- Date: 18–24 October
- Edition: 8th
- Category: Grand Prix
- Draw: 32S / 16D
- Prize money: $100,000
- Surface: Hard / indoor
- Location: Vienna, Austria
- Venue: Wiener Stadthalle

Champions

Singles
- Brian Gottfried

Doubles
- Henri Leconte / Pavel Složil
- ← 1981 · Vienna Open · 1983 →

= 1982 Fischer-Grand Prix =

The 1982 Fischer-Grand Prix was a men's tennis tournament played on indoor hard courts at the Wiener Stadthalle in Vienna, Austria that was part of the 1982 Volvo Grand Prix.
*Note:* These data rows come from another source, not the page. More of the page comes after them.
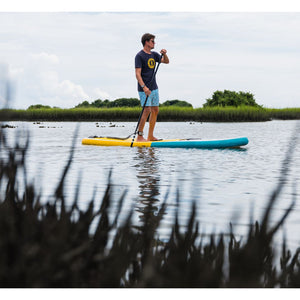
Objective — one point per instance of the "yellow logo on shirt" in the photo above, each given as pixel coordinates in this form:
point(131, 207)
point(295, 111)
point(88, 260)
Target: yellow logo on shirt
point(151, 63)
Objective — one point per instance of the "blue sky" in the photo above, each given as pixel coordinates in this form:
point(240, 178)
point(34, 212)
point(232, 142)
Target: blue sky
point(61, 59)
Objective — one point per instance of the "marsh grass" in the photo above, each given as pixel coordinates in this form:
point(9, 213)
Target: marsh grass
point(52, 245)
point(172, 113)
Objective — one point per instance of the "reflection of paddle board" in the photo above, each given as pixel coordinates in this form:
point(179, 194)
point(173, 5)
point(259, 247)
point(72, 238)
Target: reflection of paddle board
point(175, 143)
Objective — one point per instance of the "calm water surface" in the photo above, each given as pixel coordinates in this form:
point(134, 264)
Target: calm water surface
point(225, 184)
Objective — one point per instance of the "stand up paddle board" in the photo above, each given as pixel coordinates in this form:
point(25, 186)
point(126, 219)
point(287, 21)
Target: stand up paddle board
point(170, 143)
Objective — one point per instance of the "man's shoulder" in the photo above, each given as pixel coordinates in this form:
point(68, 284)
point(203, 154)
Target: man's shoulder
point(140, 53)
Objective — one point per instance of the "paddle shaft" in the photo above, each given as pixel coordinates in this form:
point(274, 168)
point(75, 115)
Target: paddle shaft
point(140, 116)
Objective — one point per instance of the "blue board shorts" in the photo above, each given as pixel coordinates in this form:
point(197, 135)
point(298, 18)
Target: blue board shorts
point(153, 99)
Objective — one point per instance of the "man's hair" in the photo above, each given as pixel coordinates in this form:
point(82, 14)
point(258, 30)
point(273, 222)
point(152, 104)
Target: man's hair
point(147, 37)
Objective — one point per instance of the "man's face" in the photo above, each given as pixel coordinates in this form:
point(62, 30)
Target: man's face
point(151, 43)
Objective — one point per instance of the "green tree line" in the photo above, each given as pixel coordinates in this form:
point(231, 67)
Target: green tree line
point(121, 102)
point(231, 98)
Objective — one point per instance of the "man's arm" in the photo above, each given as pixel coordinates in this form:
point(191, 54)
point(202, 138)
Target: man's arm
point(165, 58)
point(138, 75)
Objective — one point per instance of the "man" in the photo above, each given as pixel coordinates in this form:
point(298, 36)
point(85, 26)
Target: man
point(145, 62)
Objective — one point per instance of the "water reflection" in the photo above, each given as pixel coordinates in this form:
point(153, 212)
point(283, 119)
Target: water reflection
point(148, 176)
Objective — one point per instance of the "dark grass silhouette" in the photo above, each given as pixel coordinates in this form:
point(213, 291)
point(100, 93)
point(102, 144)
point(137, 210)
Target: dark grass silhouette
point(52, 245)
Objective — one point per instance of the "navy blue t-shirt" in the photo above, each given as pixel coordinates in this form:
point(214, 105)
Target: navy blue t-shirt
point(147, 63)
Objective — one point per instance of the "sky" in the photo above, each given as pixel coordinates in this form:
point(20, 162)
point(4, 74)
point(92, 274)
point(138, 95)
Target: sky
point(62, 58)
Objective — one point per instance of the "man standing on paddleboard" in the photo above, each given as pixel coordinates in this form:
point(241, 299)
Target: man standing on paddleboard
point(145, 62)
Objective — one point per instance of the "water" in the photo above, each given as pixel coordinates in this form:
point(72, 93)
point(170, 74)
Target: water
point(227, 185)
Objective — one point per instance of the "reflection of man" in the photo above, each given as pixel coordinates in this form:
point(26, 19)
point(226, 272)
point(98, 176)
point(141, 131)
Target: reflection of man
point(145, 62)
point(148, 183)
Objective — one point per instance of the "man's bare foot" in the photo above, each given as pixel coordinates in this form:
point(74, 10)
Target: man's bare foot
point(140, 139)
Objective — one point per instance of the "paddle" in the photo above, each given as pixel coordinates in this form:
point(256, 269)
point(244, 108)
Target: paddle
point(139, 120)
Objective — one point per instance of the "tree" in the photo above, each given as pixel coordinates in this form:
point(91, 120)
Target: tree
point(176, 103)
point(231, 98)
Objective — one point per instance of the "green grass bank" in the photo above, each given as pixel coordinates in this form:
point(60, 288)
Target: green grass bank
point(167, 114)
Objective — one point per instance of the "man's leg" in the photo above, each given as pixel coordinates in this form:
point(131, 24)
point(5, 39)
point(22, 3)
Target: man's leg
point(152, 122)
point(143, 120)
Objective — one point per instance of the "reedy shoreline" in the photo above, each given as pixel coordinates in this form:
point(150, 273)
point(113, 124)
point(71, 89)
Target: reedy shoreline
point(166, 114)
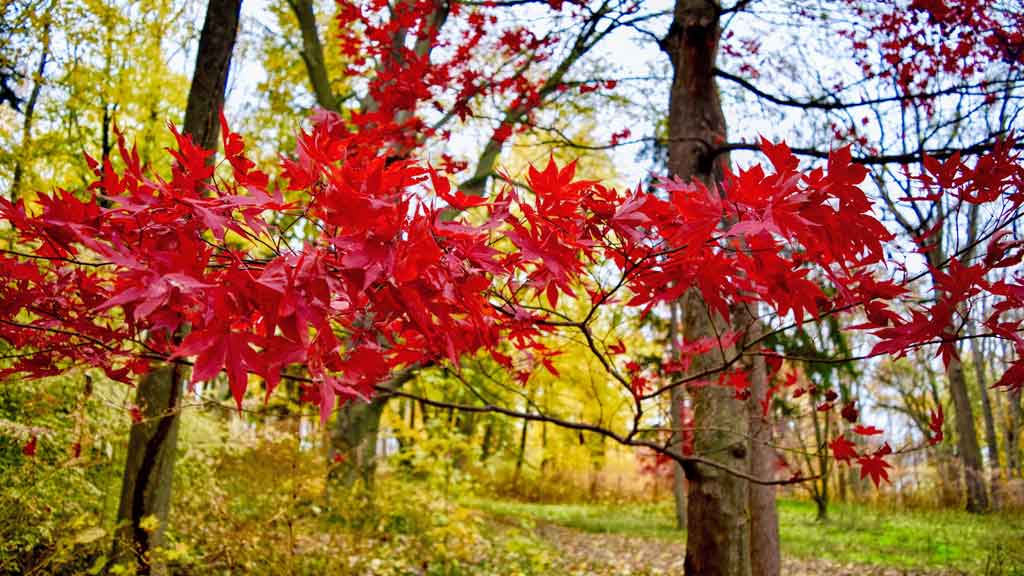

It was the eighth edition of the tournament and was held from 18 October until 24 October 1982. First-seeded Brian Gottfried won the singles title, his third at the event after 1977 and 1980.

==Finals==
===Singles===

USA Brian Gottfried defeated USA Bill Scanlon 6–1, 6–4, 6–0
- It was Gottfried's 2nd singles title of the year and the 24th of his career.

===Doubles===

FRA Henri Leconte / CSK Pavel Složil defeated USA Mark Dickson / USA Terry Moor 6–1, 7–6
- It was Leconte's 3rd title of the year and the 4th of his career. It was Složil's 8th title of the year and the 11th of his career.